There is no corner to turn. To admit that to myself, to get myself to see that clearly and accept the implications of it as a teacher — that was the trick. One good day does not a corner make; one week of good days do not a corner make. When dealing with a class filled with troubled kids, there’s no six steps forward; there’s no question of three steps forward. Ever bit of forward momentum comes with drag. The drag of habit. The drag of need. The drag of peers.
And so just because one day is almost blindingly good, with 96% of recorded behaviors being positive, doesn’t mean that the next day can’t be a dismal failure, relatively speaking.
That only makes coming home all the sweeter. Though we take steps forward and stumble backward occasionally, I know there’s someone standing behind to catch the stumbles, to encourage, to accept. When the Boy has several accidents in daycare, the family is there to encourage him to do better.
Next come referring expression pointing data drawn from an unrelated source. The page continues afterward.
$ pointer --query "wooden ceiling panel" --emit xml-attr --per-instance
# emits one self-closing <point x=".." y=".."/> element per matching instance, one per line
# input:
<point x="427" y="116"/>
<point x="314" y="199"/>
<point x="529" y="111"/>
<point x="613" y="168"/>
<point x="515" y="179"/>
When he comes home wearing the same thing he wore as he walked out the door that morning, it a cause for celebration, and we celebrate.
That’s not to say that my students at school don’t have support somewhere. It’s not to say their parents are somehow inferior. But the facts remain: some of the at-risk students I teach experience a daily school life that is so different from that of our daughter’s that it’s positively foreign.
What explanation fits? There are those with horrible parents who don’t support them, but I haven’t met many. No, scratch that. I haven’t met any, because they don’t come to the school. Most of the parents, though, seem caring, seem supportive. Who am I to judge, to suggest that their behavior is somehow different in private?
It’s the wrong question, though, because the cause, whatever it is, is something outside my control. What is in my control is how I treat them. And more importantly, what is in my control is how I treat my family.